CORONARY ARTERY DISEASE
RIVAWAR

Rationale:
- To investigate the efficacy of the direct oral anticoagulant rivaroxaban as compared with warfarin in patients with acute LV thrombus at 12 weeks, to guide anticoagulant therapy in this population.
Publications details:
- Shah JA, Hussain J, Ahmed B, Batra MK, Ali G, Naz M, Khan W, Bhatti KI, Karim M, Hakeem A. Rivaroxaban vs Warfarin in Acute Left Ventricular Thrombus Following Myocardial Infarction: RIVAWAR, An Open-Label RCT. JACC Adv. 2025 Jul 23;4(8):101978. doi: 10.1016/j.jacadv.2025.101978. Epub ahead of print. PMID: 40706143; PMCID: PMC12309278.
Study design:
- Open label, non inferiority, parallel-group randomised control trial
- Investigator initiated
- Participants randomised 2:1 to receive rivaroxaban (20mg) or warfarin (target INR 2-3) for 12 weeks
Trial Information:
- 261 patients randomised, 171 in the rivaroxaban group and 90 in warfarin group
- Conducted in the National Institute of Cardiovascular Disease in Pakistan, which is a large volume (>10,000 yearly PPCI) centre
- Recruitment from June 7 2021 to December 31 2023
- Patients treated with warfarin or rivaroxaban alongside standard DAPT consisting of aspirin and clopidogrel
- Intervention period included 4 weeks of triple therapy, followed by single antiplatelet with clopidogrel alongside allocated anticoagulant for the remaining 8 weeks.
- Patients started on GDMT for LV dysfunction
- Follow up: weekly telephone consultations, with in person visit every 2 to 4 weeks.

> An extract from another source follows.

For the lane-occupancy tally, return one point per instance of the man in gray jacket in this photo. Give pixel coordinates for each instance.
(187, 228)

Follow up echo at 4 and 12 weeks.
- Resolution of thrombus defined as no visualisation of LVT on apical 4 chamber, 2 chamber, 3 chamber and 4 chamber off axis views on 2D echo.
- Bleeding events monitored alongside MACE
- Per protocol analysis
- No crossovers
Inclusion:
- Confirmed diagnosis of STEMI or NSTEACS
- Detected LVT on echocardiography within 7 days of acute MI
Exclusion:
- Refusal to consent
- Cardiogenic shock at time of LV thrombus diagnosis
- Prior major or intracranial bleeding
- Advanced CKD (eGFR <30mL/min)
- Other indications for anticoagulation
Outcomes:
- Primary end point: Complete resolution of left ventricular thrombus assessed by echocardiography at 12 weeks
- Secondary outcomes all cause mortality, stroke and bleeding events
Results:
- 314 screened with acute LVT and 216 met inclusion criteria. 171 randomized to rivaroxaban and 90 were randomized to warfarin group.
- Baseline characteristics similar, with age, sex and type of MI matched.
- Majority of patients presenting with STEMI and having severe LVSD
- Mean age 54.5 +/- 10.7 years
- PCI performed in 85.1% of patients
- Median INR 2.4 in those on warfarin
- At 4 weeks, 20% of patients in rivaroxaban arm and 8.3% in the warfarin arm had complete resolution of LVT. P-value for non inferiority = 0.017. No difference at 12 weeks.
- Safety outcomes and all cause mortality not statistically different between groups
- Rates of ischaemic stroke numerically higher in rivaroxaban group than warfarin, but not statistically significant.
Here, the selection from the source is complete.